Документация Engee

Validation

Страница в процессе перевода.

Validator

An Validator stores settings for checking the validity of a AbstractArray or Tables.table containing missing values. New validations are expected to subtype Impute.Validator and, at minimum, implement the _validate(data::AbstractArray{Union{T, Missing}}, ::<MyValidator>) method.

validate(data::AbstractArray, v::Validator; dims=:)

If the validator v fails then an error is thrown, otherwise the data provided is returned without mutation. See Validator for the minimum internal _validate call requirements.

Arguments

  • data::AbstractArray: the data to be impute along dimensions dims

  • v::Validator: the validator to apply

Keywords

  • dims: The dimension to apply the _validate along (default is :)

Returns

  • the input data if no error is thrown.

Throws

  • An error when the test fails

julia> using Test; using Impute: Threshold, ThresholdError, validate

julia> M = [1.0 2.0 missing missing 5.0; 1.1 2.2 3.3 missing 5.5]
2×5 Matrix{Union{Missing, Float64}}:
 1.0  2.0   missing  missing  5.0
 1.1  2.2  3.3       missing  5.5

julia> @test_throws ThresholdError validate(M, Threshold())
Test Passed
      Thrown: ThresholdError
validate(table, v::Validator; cols=nothing)

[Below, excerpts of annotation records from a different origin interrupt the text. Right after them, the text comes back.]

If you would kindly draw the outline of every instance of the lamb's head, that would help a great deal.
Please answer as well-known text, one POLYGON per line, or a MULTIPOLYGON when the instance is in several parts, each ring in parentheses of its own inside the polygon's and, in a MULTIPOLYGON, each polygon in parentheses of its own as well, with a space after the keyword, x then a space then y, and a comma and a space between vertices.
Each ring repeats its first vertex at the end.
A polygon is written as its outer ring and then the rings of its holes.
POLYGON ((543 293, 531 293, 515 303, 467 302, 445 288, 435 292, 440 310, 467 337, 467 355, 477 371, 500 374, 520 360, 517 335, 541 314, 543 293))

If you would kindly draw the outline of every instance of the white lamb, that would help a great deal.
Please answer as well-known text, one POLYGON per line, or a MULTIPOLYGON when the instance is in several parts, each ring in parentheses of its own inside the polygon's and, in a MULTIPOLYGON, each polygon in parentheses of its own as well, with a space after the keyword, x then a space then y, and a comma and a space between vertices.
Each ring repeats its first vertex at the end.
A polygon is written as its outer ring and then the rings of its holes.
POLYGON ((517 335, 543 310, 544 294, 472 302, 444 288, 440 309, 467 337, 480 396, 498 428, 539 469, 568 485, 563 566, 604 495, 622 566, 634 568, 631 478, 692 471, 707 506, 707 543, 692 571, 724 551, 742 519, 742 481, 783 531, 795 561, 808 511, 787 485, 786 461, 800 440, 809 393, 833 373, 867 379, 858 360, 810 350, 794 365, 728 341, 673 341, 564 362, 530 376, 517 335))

Applies the validator v to the table 1 column at a time; if this is not the desired behaviour custom validate methods should overload this method. See Validator for the minimum internal _validate call requirements.

Arguments

  • table: the data to impute

  • v: the validator to apply

Keyword Arguments

  • cols: The columns to impute along (default is to impute all columns)

Returns

  • the input data if no error is thrown.

Throws

  • An error when any column doesn’t pass the test

Example

julia> using DataFrames, Test; using Impute: Threshold, ThresholdError, validate


julia> df = DataFrame(:a => [1.0, 2.0, missing, missing, 5.0], :b => [1.1, 2.2, 3.3, missing, 5.5])
5×2 DataFrame
 Row │ a          b
     │ Float64?   Float64?
─────┼──────────────────────
   1 │       1.0        1.1
   2 │       2.0        2.2
   3 │ missing          3.3
   4 │ missing    missing
   5 │       5.0        5.5

julia> @test_throws ThresholdError validate(df, Threshold())
Test Passed
      Thrown: ThresholdError

Thresholds

Impute.threshold(data; limit=0.1, kwargs...)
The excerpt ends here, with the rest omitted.